View Full Version : Two milk questions
owenransen
11th April 2010, 02:08 AM
1) Harvard Medical School has an article on it's site that milk is not a great source of calcium compared with, for example, the same volume of broccoli. Whereas many many other sites say milk is neccessary for healthy bones. I'd believe Harvard, but I'm no expert, so is there any other research about dairy products and calcium?

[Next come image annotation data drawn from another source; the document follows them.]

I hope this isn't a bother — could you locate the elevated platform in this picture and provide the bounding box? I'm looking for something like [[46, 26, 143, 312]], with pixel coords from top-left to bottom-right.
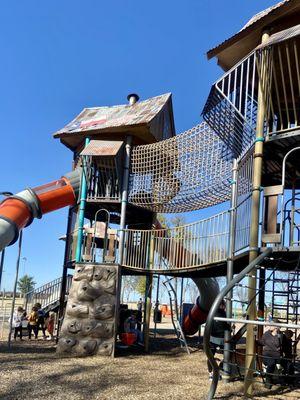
[[68, 246, 300, 278], [122, 247, 300, 278]]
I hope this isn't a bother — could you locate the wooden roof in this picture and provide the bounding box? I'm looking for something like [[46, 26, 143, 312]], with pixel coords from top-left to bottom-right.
[[207, 0, 300, 71], [53, 93, 175, 150]]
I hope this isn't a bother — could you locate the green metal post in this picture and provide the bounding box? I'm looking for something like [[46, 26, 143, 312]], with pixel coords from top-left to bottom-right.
[[75, 138, 90, 262], [224, 159, 238, 382], [244, 32, 269, 397]]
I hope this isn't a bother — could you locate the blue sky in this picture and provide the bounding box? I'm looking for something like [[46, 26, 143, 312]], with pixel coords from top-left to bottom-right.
[[0, 0, 275, 289]]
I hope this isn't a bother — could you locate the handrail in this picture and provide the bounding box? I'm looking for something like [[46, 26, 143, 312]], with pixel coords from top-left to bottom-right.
[[25, 275, 72, 308], [122, 210, 229, 270], [203, 247, 273, 400]]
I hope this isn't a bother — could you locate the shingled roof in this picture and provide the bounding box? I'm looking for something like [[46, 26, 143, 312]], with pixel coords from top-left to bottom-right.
[[53, 93, 175, 150], [207, 0, 300, 71]]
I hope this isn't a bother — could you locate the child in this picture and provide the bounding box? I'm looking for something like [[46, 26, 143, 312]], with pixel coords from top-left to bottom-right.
[[12, 307, 24, 340], [282, 330, 295, 383], [46, 311, 55, 340], [28, 307, 39, 340], [34, 303, 46, 339]]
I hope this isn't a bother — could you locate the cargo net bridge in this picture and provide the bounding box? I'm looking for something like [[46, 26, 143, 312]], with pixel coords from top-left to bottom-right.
[[117, 122, 253, 273]]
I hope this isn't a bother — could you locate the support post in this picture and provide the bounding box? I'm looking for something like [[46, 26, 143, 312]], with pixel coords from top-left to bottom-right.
[[244, 32, 269, 397], [224, 159, 238, 383], [0, 249, 5, 292], [75, 138, 90, 262], [56, 208, 73, 343], [154, 275, 160, 338], [119, 136, 132, 265], [7, 231, 23, 348], [143, 275, 153, 352]]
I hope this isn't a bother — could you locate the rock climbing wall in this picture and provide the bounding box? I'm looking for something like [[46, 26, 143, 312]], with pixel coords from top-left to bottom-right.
[[57, 263, 120, 356]]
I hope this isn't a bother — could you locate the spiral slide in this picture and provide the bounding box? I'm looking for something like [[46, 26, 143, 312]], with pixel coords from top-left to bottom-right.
[[154, 220, 220, 335], [0, 169, 81, 251]]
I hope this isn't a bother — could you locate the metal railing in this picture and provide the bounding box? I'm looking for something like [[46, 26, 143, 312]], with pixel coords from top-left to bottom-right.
[[87, 157, 121, 201], [203, 247, 273, 399], [119, 211, 229, 270], [234, 194, 252, 253], [24, 275, 72, 312], [203, 29, 300, 157]]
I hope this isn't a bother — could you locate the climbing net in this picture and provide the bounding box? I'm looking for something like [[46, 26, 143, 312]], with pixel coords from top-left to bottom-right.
[[129, 122, 232, 213]]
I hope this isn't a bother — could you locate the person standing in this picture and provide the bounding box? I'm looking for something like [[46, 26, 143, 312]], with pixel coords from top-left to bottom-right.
[[12, 306, 24, 340], [257, 318, 282, 389], [35, 303, 47, 339], [46, 311, 55, 340], [28, 307, 39, 340], [137, 297, 143, 311], [207, 300, 230, 379]]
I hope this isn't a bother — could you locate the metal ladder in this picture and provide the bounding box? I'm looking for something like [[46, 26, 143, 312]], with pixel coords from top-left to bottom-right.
[[163, 278, 191, 354]]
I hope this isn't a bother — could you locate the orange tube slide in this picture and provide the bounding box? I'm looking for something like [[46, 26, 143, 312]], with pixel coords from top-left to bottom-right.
[[0, 170, 80, 251]]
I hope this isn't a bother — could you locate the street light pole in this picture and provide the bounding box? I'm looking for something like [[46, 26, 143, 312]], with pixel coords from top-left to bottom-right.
[[8, 231, 23, 348], [0, 192, 13, 296]]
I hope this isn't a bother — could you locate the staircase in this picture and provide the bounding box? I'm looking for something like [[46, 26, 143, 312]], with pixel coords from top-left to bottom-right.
[[163, 278, 190, 354], [25, 275, 73, 312]]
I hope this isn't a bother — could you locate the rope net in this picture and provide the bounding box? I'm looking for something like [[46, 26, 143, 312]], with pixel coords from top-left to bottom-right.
[[129, 122, 232, 213]]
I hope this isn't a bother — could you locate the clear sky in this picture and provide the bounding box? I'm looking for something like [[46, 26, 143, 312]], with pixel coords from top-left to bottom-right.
[[0, 0, 275, 289]]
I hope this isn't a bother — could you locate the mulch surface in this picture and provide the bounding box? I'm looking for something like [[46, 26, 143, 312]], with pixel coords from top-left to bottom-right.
[[0, 334, 300, 400]]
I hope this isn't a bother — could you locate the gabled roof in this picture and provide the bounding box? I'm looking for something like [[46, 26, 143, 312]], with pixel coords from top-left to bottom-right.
[[53, 93, 175, 150], [207, 0, 300, 71]]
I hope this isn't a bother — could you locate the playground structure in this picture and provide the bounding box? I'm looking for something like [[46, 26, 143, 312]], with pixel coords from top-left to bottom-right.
[[0, 0, 300, 398]]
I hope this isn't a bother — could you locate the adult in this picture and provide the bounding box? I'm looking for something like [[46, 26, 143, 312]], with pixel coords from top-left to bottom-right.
[[207, 300, 230, 379], [137, 297, 143, 311], [124, 312, 143, 345], [282, 329, 295, 383], [12, 306, 25, 340], [257, 318, 282, 389], [35, 303, 47, 339], [28, 306, 39, 340]]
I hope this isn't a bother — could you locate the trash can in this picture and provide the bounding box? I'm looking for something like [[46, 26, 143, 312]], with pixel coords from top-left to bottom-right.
[[153, 308, 161, 324]]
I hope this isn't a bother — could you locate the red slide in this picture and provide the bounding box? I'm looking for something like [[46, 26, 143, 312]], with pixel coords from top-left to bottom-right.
[[0, 169, 81, 251], [154, 220, 220, 335]]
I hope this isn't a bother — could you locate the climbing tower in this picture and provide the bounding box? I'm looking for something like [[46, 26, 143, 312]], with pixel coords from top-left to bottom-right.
[[54, 94, 175, 355], [203, 0, 300, 398]]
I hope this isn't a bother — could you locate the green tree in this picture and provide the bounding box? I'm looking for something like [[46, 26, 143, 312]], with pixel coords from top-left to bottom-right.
[[157, 214, 170, 229], [18, 274, 35, 296], [135, 276, 146, 296]]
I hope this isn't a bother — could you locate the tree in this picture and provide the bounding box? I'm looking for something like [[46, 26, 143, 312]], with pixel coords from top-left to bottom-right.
[[135, 276, 146, 296], [157, 214, 170, 229], [18, 274, 35, 296]]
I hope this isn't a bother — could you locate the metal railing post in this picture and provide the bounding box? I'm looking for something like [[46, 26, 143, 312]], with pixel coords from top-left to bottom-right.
[[244, 32, 269, 397], [203, 247, 273, 400], [119, 136, 132, 265], [7, 231, 23, 348], [224, 159, 238, 382]]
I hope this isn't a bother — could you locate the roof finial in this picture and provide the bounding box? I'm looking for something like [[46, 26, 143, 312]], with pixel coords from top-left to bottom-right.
[[127, 93, 140, 106]]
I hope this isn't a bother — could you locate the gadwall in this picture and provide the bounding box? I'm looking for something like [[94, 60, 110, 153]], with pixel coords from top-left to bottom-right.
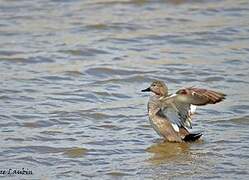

2) I've heard it said that our bodies learned to process milk only about 6000 years ago, and that it was a part of evolution. But I thought evolution worked in longer timescales. Am I wrong in thinking that our predecessors and other modern mammals get their calcium from sources other than milk?
- Confused in Italy!
shadron
11th April 2010, 03:16 AM
I can address the second question.
Milk is a great source of what a growing infant needs: water, minerals including calcium, fat and sugar, protein in basic forms, even vitamins and immune antibodies. Of course infants can handle it; The female mammary glands express it for the exact purpose of supplying an infant with this nearly universal, sufficient diet.
By "processing milk" you no doubt mean the production of lactase which can break down the milk sugar into simpler sugars efficiently. All children naturally have this mechanism in their digestion, but it is "shut off" during puberty for most people, and presumably that is because in Africa there was no need to have it active, and is therefore a needless metabolic expense to an adult. For the several millions of years when all of our ancestors lived in Africa, food was relatively plentiful, and basic nourishment was not very much of a problem. Evolution created a neatly conformal milk handling response.
However, when people started moving out to more temperate climates (as in Asia), the food got scarcer, and nourishment harder to come by. At the same time they started domesticating animals, and the animal milk that more-or-less suddenly became available to them was not a nutritional source that could be ignored. They learned to make cheese and such (which removes the lactose) and adults could benefit, but the body became open to appreciating a mutation which shutdown the puberty-age shutdown of lactase production (sorry about the double negative). It is estimated about 30% of adults have that mutation at this point in time; it has probably been in the works for 50,000 years or so, mainly in those temperate climate populations.
Adults that have the mutation can drink whole milk without problems. Those that do not have the lactose sugars broken down by bacterial fermentation, with accompanying gas production. The resulting gastric distress is lactose intolerance. There are other metabolic problems with milk unassociated with lactose intolerance, mostly various allergies to specific proteins in it.
Monketey Ghost
11th April 2010, 03:24 AM
We're pretty sure our daughter is lactose intolerant and that it's giving her the runs. The evidence is, excuse me, piling up.
We have bought lactose-free milk for her, which has twice the calcium as regular milk.
Personally, I have osteopenia. I asked my doc if I could get the needed calcium by just drinking a lot more milk. He laughed and said, "Oh, no, you need supplements with vitamin D, and you need to eat them a lot."
shadron
11th April 2010, 03:43 AM
We're pretty sure our daughter is lactose intolerant and that it's giving her the runs. The evidence is, excuse me, piling up.
We have bought lactose-free milk for her, which has twice the calcium as regular milk.
Personally, I have osteopenia. I asked my doc if I could get the needed calcium by just drinking a lot more milk. He laughed and said, "Oh, no, you need supplements with vitamin D, and you need to eat them a lot."
Your daughter might have a genetic condition to not produce the lactase needed to handle the lactose. (This is not a diagnosis, just a "fer instance".) That is fairly innocuous in our culture, and works out, perhaps, to being more of a joke than a problem, as you point out. However, had this happened to a child in Africa 20,000 years ago (or even, perhaps, 100 years ago), the child would be slow to grow, weak and probably dead within a short time after birth, with no ability to pass that genetic weakness along.
I hope you can get the issue settled for her; it cannot be fun for anyone in the family. Best of luck.
dakotajudo
12th April 2010, 01:38 PM
1) Harvard Medical School has an article on it's site that milk is not a great source of calcium compared with, for example, the same volume of broccoli. Whereas many many other sites say milk is neccessary for healthy bones. I'd believe Harvard, but I'm no expert, so is there any other research about dairy products and calcium?
Milk isn't strictly necessary (see http://www.ajcn.org/cgi/content/full/72/3/681 ) but for most people it's probably the most reliable source of calcium; we also should consider that healthy bones require a good bit of protein, of which milk is a better source than broccoli.
It is true that broccoli and other plant sources have higher concentrations of calcium than does milk, but the issue to consider is that in many cases plant calcium is not a biologically available as milk calcium. Plants contain acids and sugars (calcium is a major structural component of the plant cell wall) that chelate (bind) calcium and limit its absorption.